Kolaborasi tiga mapala ini menyumbang 2 ekor kambing di Masjid Nurul Hijrah Kota Ternate. Selanjutnya mereka akan ikut serta mendistribusikan daging kurban kepada masyarakat sekitar dan warga di Pulau Maitara. Untuk menjangkau Pulau Maitara, komunitas yang tergabung dalam SuperAdventure Ternate ini harus menyeberangi Selat Maitara dengan speed boat selama 15 menit.

“Komunitas mapala ini merasa senang bisa berkolaborasi untuk ikut terlibat dalam kegiatan kurban ini. Bahkan mereka siap untuk mengarungi laut agar bisa mendistribusikan daging kurban ini kepada warga yang membutuhkan di Pulau Maitara,” ucap Pembina SuperAdventure Ternate, Eryk Dwi Sebtyanto, Selasa (28/7/2020).

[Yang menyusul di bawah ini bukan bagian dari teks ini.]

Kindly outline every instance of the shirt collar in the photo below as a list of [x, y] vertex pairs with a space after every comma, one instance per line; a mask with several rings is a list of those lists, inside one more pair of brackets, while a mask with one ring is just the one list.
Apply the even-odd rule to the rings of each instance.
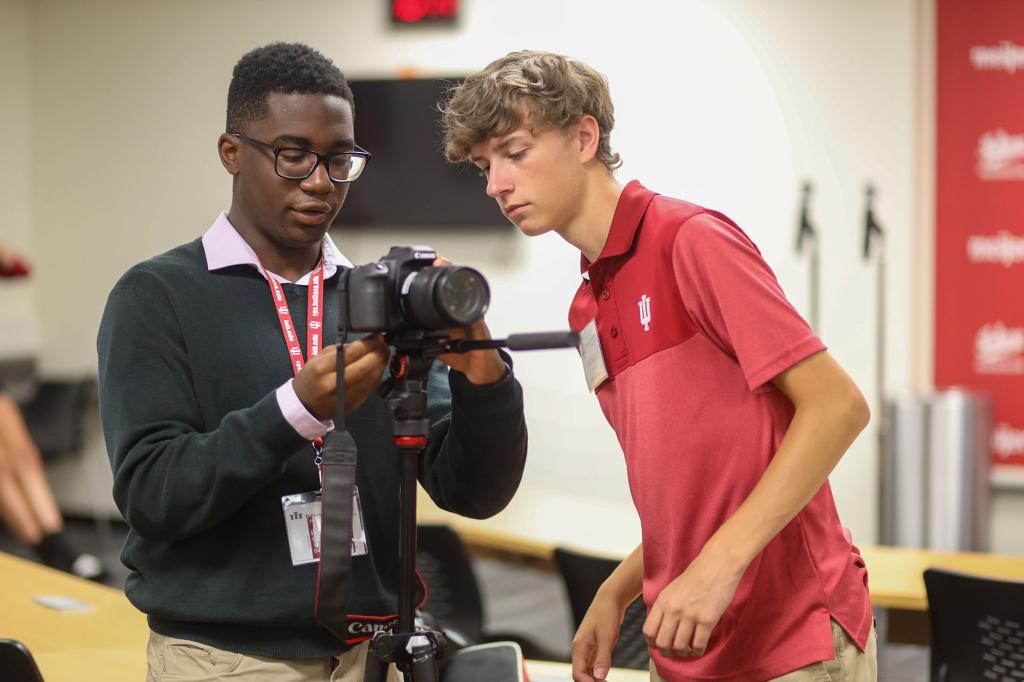
[[[231, 265], [252, 265], [256, 269], [260, 269], [256, 252], [242, 238], [242, 235], [239, 235], [239, 230], [227, 219], [226, 213], [221, 212], [210, 225], [210, 229], [203, 235], [203, 250], [206, 252], [206, 268], [210, 271]], [[323, 253], [325, 280], [334, 276], [339, 265], [352, 267], [351, 261], [342, 255], [330, 235], [324, 236]], [[289, 282], [276, 272], [270, 272], [270, 274], [278, 282]], [[304, 285], [308, 281], [309, 273], [307, 272], [295, 284]]]
[[[601, 254], [594, 263], [621, 256], [633, 246], [636, 239], [637, 229], [643, 221], [643, 215], [647, 211], [647, 206], [657, 196], [640, 184], [638, 180], [632, 180], [623, 187], [623, 193], [618, 196], [618, 203], [615, 205], [615, 213], [611, 217], [611, 228], [608, 230], [608, 239], [601, 249]], [[593, 263], [587, 260], [587, 256], [580, 254], [580, 271], [585, 280], [590, 279], [590, 269]]]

Baca Juga  Pameran Artefak Himantara Unibraw, Ajak Kenali Sisi Lain Konflik Maluku
Perwakilan komunitas mapala yang tergabung dalam SuperAdventure Ternate tengah melakukan pembelian hewan kurban di salah satu penjual hewan kurban di Kelurahan Togafo, Ternate Barat pada Rabu (29/7/2020).

Kegiatan ini merupakan bagian dari program bertajuk “Kolaborasi Komunitas Indonesia Timur Berbagi” yang melibatkan 379 komunitas di 42 kota. Lebih dari 15 ribu anggota dari komunitas besar seperti, SuperAdventure dan Bold Riders ikut berpartisipasi dalam kegiatan yang baru pertama kali diadakan ini.

Link Banner

Selain membagikan daging kurban, 3 komunitas mapala ini juga akan bersilaturahmi dan mengadakan kegiatan camping di Pulau Maitara. Pulau yang terletak diantara Ternate dan Tidore ini memang dikenal memiliki keindahan alam yang luar biasa.

Tak hanya keindahan terumbu karang dan kekayaan biota laut, di pulau ini orang juga bisa melihat kemegahan Gunung Gamalama. Keindahan Pulau ini pernah dijadikan ikon dalam uang pecahan Rp 1.000.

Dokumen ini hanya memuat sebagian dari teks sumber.